6-Step Guide to Investing in Stocks
Investing in stocks is not as daunting as everyone thinks it is – all you really need is an online brokerage account and you can get started. Here’s a quick 6-step guide to investing in stocks.
Step 1: Decide How You Would Like to Invest in Stocks
There are multiple ways of approaching stock investing. You can either choose the stocks and make your investments yourself, you can get a professional to manage the process for you, or you can start investing in your company’s 401(k). Pick an option that works for you.
Step 2: Choose an Investment Account
To invest in stocks, you will need to open an investment account. For those who want to invest in stocks hands-on, this will mean opening a brokerage account. For those who would like some help, you can open your account through a robo-advisor.

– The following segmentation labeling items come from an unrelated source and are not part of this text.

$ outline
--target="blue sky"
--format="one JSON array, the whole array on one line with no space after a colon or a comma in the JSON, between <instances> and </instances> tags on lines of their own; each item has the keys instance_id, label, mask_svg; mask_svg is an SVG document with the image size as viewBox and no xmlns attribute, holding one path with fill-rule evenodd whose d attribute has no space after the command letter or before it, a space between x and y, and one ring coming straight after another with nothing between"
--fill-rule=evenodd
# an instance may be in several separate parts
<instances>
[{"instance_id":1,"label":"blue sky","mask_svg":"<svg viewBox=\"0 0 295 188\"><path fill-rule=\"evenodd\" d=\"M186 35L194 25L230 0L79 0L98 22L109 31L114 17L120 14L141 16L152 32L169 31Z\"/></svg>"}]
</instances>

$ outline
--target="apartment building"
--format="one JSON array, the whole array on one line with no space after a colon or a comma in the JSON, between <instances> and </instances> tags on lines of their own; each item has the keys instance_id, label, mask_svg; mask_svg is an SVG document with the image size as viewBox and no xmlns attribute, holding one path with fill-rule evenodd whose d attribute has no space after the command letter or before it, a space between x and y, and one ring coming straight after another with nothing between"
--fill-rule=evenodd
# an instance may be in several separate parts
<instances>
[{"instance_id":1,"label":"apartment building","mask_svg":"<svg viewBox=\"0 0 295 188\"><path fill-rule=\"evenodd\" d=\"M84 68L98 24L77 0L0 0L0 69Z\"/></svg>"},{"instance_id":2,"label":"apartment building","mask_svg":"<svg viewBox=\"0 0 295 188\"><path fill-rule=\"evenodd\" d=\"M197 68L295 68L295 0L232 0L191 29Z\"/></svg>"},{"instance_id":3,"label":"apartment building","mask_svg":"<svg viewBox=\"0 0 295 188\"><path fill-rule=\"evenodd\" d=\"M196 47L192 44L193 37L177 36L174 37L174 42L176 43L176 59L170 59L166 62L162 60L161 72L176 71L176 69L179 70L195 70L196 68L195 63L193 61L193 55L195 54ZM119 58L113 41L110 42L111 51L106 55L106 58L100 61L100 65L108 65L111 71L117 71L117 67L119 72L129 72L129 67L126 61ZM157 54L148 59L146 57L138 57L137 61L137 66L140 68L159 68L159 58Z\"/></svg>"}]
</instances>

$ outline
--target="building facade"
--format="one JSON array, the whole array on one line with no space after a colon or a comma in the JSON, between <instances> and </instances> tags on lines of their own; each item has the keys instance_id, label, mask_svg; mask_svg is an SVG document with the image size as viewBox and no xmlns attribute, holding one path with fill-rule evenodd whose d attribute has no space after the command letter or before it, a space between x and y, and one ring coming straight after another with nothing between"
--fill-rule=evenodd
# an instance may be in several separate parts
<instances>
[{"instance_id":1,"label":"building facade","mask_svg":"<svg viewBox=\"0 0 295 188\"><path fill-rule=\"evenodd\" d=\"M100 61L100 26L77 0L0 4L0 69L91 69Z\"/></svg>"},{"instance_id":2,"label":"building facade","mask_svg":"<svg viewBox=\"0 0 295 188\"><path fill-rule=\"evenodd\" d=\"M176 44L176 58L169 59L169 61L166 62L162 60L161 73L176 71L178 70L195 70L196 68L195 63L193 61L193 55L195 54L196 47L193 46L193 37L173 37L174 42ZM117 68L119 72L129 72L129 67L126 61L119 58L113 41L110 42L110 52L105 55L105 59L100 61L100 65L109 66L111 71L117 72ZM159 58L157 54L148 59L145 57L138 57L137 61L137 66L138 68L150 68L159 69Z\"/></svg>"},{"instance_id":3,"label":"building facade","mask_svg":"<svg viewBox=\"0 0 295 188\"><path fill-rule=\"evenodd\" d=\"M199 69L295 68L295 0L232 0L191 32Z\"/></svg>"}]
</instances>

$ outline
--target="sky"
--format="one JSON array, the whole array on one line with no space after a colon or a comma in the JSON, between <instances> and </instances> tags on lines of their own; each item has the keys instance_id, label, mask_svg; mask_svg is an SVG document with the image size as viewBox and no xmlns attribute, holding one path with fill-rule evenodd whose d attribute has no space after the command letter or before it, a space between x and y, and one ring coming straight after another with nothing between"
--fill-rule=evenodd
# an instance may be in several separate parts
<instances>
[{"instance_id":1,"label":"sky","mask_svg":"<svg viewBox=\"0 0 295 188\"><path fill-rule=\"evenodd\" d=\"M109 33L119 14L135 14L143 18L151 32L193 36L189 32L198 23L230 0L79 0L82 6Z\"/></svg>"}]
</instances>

Step 3: Understand the Difference Between Funds and Stocks
If you decide to opt for the DIY investment route, you will need to first understand the difference between mutual funds and stocks. Mutual funds allow you to purchase multiple small pieces of several different stocks in one transaction. In comparison, if you are interested in investing in a specific company, buying individual stocks is the way to go. Keep in mind that to build a diversified portfolio with stocks alone, you’ll need to make a significant investment.
Step 4: Set a Budget for Yourself
It’s important to not invest the money you need to pay your bills into stocks. Instead, consider only investing a portion of your paycheck that you don’t have any immediate use for.
Step 5: Focus on The Long-Term
The best thing to do after you open an investment account is to stay invested. Don’t be persuaded to sell your stocks because of market movements. It may be hard to not check your stocks from time to time, but it’s necessary to stop compulsively checking how your stocks are performing every day – for the sake of your mental health!
Step 6: Manage Your Portfolio
While checking your portfolio every day will do you no good, there are certain times you should check how your stocks are doing. For instance, say, you are approaching your retirement, you want to move some of your high-risk investments to more conservative ones.